Keeping “Difficult” Marine Fish

Keeping difficult marine fish - Copperband ButterflyThere are no real “difficult” fish; they survive just fine in the sea before someone comes along and collects them. They know what they need, and if we studied them in the sea, we would also know what they need, and it isn’t always about food (though most of the time, it is).

There is a reason different fish come from different places—why Moorish idols come from the South Pacific and not Coney Island, why mandarins come from the Philippines and not Bayonne, New Jersey. I have spent time underwater with most of the fish I have ever kept, and I learned more from swimming a few minutes with them than from all the articles I ever read about them.

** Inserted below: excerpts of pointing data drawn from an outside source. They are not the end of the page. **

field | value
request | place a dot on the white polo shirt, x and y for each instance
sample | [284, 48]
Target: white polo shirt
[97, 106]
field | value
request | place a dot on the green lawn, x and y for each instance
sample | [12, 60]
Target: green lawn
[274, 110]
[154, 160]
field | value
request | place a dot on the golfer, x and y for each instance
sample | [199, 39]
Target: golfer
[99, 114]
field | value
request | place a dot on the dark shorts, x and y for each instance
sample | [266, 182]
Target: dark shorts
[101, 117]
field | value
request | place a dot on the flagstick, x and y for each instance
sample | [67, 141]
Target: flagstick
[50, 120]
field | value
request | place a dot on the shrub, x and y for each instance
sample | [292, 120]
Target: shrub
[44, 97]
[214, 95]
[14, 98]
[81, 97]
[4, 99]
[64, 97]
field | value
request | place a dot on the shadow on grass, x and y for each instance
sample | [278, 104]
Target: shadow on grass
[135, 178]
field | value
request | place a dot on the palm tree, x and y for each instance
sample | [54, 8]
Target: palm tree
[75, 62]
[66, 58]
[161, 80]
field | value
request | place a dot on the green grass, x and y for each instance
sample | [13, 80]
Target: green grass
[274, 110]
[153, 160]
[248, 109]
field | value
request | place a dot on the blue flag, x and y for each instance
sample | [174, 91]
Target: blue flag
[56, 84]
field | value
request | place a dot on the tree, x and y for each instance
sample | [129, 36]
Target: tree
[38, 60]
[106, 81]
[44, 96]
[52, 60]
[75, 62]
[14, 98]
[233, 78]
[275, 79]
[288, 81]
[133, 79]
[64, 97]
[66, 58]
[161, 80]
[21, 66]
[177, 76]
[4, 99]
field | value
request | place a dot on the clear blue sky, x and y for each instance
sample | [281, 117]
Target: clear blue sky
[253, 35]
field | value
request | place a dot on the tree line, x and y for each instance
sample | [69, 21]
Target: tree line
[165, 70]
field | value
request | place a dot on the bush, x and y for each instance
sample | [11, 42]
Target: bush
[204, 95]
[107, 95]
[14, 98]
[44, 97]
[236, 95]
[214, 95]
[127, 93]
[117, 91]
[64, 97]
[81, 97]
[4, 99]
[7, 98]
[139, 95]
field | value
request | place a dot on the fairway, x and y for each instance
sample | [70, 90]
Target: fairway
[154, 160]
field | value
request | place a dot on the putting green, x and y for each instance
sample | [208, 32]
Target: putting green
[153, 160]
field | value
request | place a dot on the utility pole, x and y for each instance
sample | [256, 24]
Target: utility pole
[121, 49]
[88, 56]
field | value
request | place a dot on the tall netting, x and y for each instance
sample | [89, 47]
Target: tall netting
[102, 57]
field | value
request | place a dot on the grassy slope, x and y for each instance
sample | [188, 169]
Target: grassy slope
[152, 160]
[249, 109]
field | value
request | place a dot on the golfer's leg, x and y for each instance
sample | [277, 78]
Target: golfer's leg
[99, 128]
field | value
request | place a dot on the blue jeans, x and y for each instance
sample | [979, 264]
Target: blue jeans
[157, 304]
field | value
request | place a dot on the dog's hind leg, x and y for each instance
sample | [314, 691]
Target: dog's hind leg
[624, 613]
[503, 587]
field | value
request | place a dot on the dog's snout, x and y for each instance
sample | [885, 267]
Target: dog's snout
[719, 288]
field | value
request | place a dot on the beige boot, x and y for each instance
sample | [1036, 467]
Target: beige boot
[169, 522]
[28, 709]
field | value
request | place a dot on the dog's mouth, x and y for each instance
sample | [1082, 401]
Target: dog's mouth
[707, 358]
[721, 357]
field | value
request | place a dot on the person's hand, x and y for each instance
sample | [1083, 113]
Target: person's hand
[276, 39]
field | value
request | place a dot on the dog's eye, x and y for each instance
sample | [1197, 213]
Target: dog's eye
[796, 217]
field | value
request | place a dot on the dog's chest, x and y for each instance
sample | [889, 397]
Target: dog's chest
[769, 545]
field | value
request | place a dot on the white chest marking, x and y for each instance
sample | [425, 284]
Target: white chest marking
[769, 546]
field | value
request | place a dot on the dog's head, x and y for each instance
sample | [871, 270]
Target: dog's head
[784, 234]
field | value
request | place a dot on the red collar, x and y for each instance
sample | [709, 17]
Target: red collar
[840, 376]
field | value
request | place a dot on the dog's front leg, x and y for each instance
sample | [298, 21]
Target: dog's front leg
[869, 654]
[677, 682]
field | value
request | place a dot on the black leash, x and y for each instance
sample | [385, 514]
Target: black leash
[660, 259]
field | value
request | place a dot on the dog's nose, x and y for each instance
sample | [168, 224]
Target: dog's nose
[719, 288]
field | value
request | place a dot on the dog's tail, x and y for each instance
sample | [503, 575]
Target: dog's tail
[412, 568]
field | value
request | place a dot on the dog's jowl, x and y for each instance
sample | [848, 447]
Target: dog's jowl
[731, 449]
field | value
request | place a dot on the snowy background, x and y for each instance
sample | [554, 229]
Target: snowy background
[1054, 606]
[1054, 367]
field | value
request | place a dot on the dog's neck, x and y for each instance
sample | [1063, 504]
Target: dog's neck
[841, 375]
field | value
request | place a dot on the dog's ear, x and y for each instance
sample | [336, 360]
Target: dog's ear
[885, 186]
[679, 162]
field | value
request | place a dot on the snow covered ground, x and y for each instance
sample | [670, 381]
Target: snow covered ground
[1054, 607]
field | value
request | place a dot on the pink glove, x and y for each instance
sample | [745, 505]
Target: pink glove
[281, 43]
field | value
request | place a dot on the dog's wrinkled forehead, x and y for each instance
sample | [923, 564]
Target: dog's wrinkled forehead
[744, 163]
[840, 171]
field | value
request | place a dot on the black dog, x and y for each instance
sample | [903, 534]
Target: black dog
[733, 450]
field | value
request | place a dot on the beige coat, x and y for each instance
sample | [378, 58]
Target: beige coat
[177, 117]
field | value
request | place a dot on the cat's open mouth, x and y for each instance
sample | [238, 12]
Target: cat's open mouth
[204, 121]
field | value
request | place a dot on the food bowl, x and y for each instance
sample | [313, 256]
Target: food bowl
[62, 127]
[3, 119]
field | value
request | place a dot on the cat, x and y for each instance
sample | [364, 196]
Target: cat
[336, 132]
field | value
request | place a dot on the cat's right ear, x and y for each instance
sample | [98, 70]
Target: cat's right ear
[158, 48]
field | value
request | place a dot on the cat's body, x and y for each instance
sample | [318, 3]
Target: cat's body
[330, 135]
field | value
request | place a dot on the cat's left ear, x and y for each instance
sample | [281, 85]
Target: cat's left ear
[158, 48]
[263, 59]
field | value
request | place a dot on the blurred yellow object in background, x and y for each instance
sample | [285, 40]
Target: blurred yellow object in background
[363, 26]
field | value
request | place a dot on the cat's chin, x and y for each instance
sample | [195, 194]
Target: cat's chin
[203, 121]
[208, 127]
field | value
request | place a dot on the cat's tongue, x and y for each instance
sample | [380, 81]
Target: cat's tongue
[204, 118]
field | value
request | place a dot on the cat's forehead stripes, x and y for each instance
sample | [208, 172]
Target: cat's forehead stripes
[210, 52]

Eating doesn’t equal thriving

We as aquarists have a large list of fish that some consider difficult. I say the fish are not difficult but that the aquarist is either lazy or just doesn’t know what that fish is supposed to eat. Not all fish will thrive on “normal” aquarium fare. Many will eat it, but eating something doesn’t always equate with thriving.

It is not the fishes’ fault if we can’t (or don’t want to) have the correct food on hand. I used to buy certain fish that had a bad reputation for dying because of not eating. I would figure that I am just smarter than anyone else, so I will just feed what I usually feed and the fish will be fine. But I was not as smart as I thought, and I lost plenty of fish with that type of thinking.

How many people buy a Moorish Idol and feed it pellets, mysis, and flakes and wonder why that fish lived only a few months to a year? How many mandarins die in people’s tanks even though they were “taught” to eat pellets or mysis? How many twinspot gobies are lost? Why do we lose so many copperband butterflies? Are Supermodels really that skinny? Oh, sorry, my mind drifts!

Some of those fish are not really difficult and are actually quite robust. They just have to be fed correctly.

Mandarins gotta have pods

Pellets and mysis are not proper foods for mandarins, and although they may eat them, they also need a bunch of “pods” (e.g., amphipods, copepods) every day or they will be short-lived.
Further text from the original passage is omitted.